I am preparing for a probability exam and while practicing stuck on this question. Do not even know how to begin.
Let $X_1$, $X_2$, $X_3$ be independent uniform $(0,1)$ random variables. What is the probability that we can form a triangle with three sticks of length $X_1$, $X_2$, $X_3$?
I am thinking of using $X_1 + X_2 > X_3$ for this to happen and there are three such combinations. But how to proceed next ?

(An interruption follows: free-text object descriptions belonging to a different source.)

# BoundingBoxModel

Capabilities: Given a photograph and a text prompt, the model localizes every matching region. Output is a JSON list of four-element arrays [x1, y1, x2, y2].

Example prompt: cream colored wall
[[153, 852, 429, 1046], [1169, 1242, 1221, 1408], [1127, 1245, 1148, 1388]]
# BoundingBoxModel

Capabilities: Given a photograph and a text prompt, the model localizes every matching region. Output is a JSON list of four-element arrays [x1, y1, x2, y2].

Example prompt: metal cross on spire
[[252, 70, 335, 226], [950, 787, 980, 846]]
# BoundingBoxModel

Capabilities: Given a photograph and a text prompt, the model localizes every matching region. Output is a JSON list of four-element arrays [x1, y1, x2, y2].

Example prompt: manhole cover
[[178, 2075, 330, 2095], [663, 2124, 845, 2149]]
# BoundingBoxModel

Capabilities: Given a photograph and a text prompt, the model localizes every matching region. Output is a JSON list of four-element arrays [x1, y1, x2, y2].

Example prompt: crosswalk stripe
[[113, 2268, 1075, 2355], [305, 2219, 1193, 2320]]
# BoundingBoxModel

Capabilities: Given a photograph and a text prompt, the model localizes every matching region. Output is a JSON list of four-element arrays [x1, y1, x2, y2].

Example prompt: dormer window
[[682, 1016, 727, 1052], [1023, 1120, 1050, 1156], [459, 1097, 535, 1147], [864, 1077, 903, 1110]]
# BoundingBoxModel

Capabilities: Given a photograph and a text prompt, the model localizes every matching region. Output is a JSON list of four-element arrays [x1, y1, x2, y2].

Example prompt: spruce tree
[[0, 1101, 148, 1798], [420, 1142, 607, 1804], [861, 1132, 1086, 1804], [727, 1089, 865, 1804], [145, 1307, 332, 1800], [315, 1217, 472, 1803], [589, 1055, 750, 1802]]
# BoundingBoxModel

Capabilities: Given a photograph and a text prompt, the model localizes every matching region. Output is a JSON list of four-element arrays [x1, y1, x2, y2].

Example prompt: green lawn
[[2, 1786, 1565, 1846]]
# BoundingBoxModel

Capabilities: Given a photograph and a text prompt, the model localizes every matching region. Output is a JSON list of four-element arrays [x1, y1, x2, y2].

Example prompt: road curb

The desired probability corresponds to the volume of the subset of the unit cube $[0,1]^3$ that is bounded by the three planes $x+y=z$, $x+z=y$, $y+z=x$. Each of these planes chops off a tetrahedron (e.g. the one with vertices $(0,0,0)$, $(1,0,1)$, $(0,1,1)$ and $(0,0,1)$ for the plane $x+y=z$) of volume $\frac 16$. These tetrahedra are disjoint (only the biggest number can be bigger than the sum of the other two numbers), hence the volume remaining is $$1-3\cdot \frac16=\frac12.$$
I am too dumb to imagine cutting a tetrahedron in the 3D space, so here is a slight variation of Hagen von Eitzen's answer. Let the three sides be $x,y,z$. Suppose $z$ is fixed and it is the longest side. Then the probability that $x,y,z$ form side lengths of a triangle is the area bounded by $\left\{(x,y): 0\le x\le z,\ 0\le y\le z,\ x+y\ge z\right\}$, which is $z^2/2$. Integrate from $z=0$ to $z=1$, we get $1/6$. Multiply by $3$ (previously we have fixed one of the three sides as the longest one), we obtain the answer as $1/2$.
Let $x,y,z$ be the three numbers. The probability that $z > x + y$ is given by
$$ \int_0^1 dz \int_0^z dy \int_0^{z-y} dx = 1/6. $$
Any of the three variables could be the largest, so multiply by $3$ and we obtain $1/2$.
Here's a simpler geometric argument. Suppose the largest of the three is $a$. Then the other two must lie in the square with area $a^2$. In that square, the northwest-to-southeast diagonal gives the line where the other two sum to $a$. Below that line, the other two sum to less than $a$. Clearly that line cuts the square in half. Hence, for any $a$, the probability is $1/2$.
If you describe an elephant to a kid but never show them the picture of one, they won't truly appreciate it.
What the (very good) answer by Hagen Von Eitzen is missing is a picture.
See the green triangles emnating from the origin, O? Those form the base of the three tetrahedra he's referring to.
Consider one of those three Terahedra, OABC. This represents the region, $u_3 > u_1+u_2$.
We can choose its base, ABC. This is a right triangle and has an area of $\frac{1}{2}$. The height of this tetrahedron is the red line, OC. And that is $1$. The volume of a Tetrahedron in 3-d space is one third of the area of its base multiplied by the height. So, the volume of OABC is $\frac{1}{3} \times \frac{1}{2} \times 1 = \frac{1}{6}$. Its also easy to see that the three Terahedra don't intersect.
The answer by user1551 is very nice but it feels somewhat out of the blue. Here is a more intuitive variation where we directly condition on $Z$.
Let $z\in (0,1)$ be fixed. We look for $$P(X < Y + z, Y< X + z, z < X+Y).$$ Since $(X,Y)$ has uniform distribution on the unit square, this probability is the area of the region $R = \{(x,y)\in [0,1]^2: x < y + z, y< x + z, z < x+y\}$. The region $R$ is easily sketched, see below when $z=3/4$.
The area of $R$ is found by subtracting the area of the complement: $$1-\frac {z^2}2 - 2\cdot \frac {(1-z)^2}2 = 2z - \frac{3z^2}2$$ and the final probability is $$E\left[2Z - \frac{3Z^2}2\right] = \frac 12.$$